The Salber-Phillips Award
Through the Salber-Phillips Award, UNC medical students in their second through fourth years are recognized for their community-oriented projects that improve the health or well-being of older adults who are 65 or older.
The careers and lives of Harry Phillips and Eva Salber were epitomized by their empathy and compassion and the depth of their commitment to the health of all people, particularly those who are disregarded and underserved. Their work endeavored to address the social, political, and economic determinants of health and disease and was characterized by a broad community-based approach to health.
To foster and recognize these values in young physicians, Dr. Phillips established the Salber-Phillips Award in 1993. Through the recognition of these students and their projects, the commitment of Eva Salber and Harry Phillips to the health of all people, especially those in rural and underserved communities, lives on.
The legacy has been carried on by the Phillips children since their father’s passing in 2004.
Recent Salber-Phillips Award Recipients
2020: Natalie Richmond
2019: Emma Astrike-Davis
2014: James R. Broughman II
2013: Christopher Edward Jensen, Lalitha Kundru
2012: Bryce Elizabeth Haac
2011: Anne Hardy Dunbar, Lauren Michelle Abbate
2010: Fortune Jamike Egbulefu, Victoria Paige Rollins
Who were the Salber-Phillips?
Eva J. Salber and Harry T. Phillips grew up and met in Cape Town, South Africa, where they both earned M.B.Ch.B. degrees (the equivalent of an M.D.in the U.S.) in 1938. They later earned post-graduate Diplomas in Public Health (DPH) and Doctorates in Medicine (M.D.) also from the University of Cape Town. They emigrated to the United States in 1956 with their four young children.
After teaching, conducting research, and directing community health centers in Boston, Massachusetts, Drs.
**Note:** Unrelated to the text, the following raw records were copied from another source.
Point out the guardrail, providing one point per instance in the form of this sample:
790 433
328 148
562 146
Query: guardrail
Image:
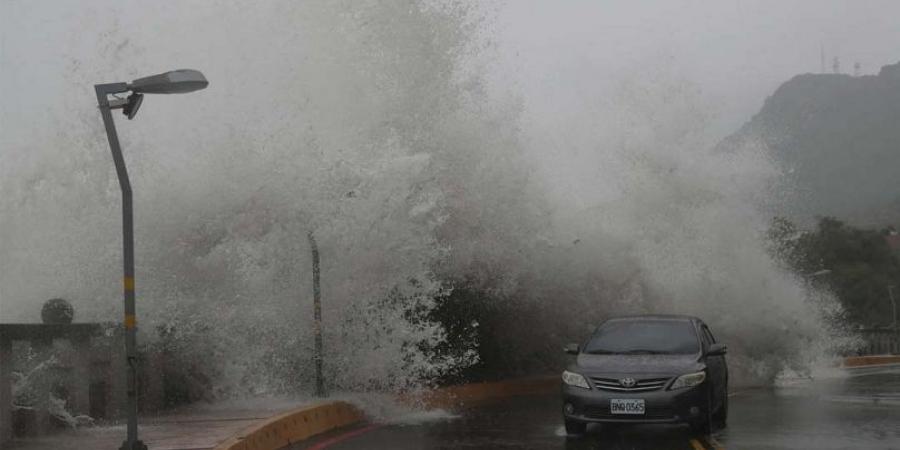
880 341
Phillips and Salber moved to Chapel Hill, North Carolina in 1971. At the University of North Carolina Dr. Phillips became the Head of the Health Systems Agencies training program within the School of Public Health; and in 1979 he became the School’s first Director of the Program on Aging. He retired in 1983 as emeritus Professor of Public Health, but continued to teach as an adjunct professor, with a particular emphasis on gerontology and healthy aging.
In North Carolina, Dr. Salber was a Professor of Community and Family Medicine at Duke University School of Medicine (1971–1982), where she directed a Community Health Models Program and established a community health facilitator’s training program. She had a special interest in social medicine, healthy aging, and the lives and values of rural elders living alone. She also enjoyed mentoring young medical students, particularly young women striving to manage careers and families.
Drs. Salber and Phillips were married for 51 years until Eva’s death in 1990. Dr. Phillips passed away in 2004, and until his death remained actively involved with the Salber-Phillips award ceremonies. The Phillips children are now continuing the legacy of Eva J. Salber and Harry T. Phillips by recognizing medical students who strive to improve the health and well-being of adults over 65.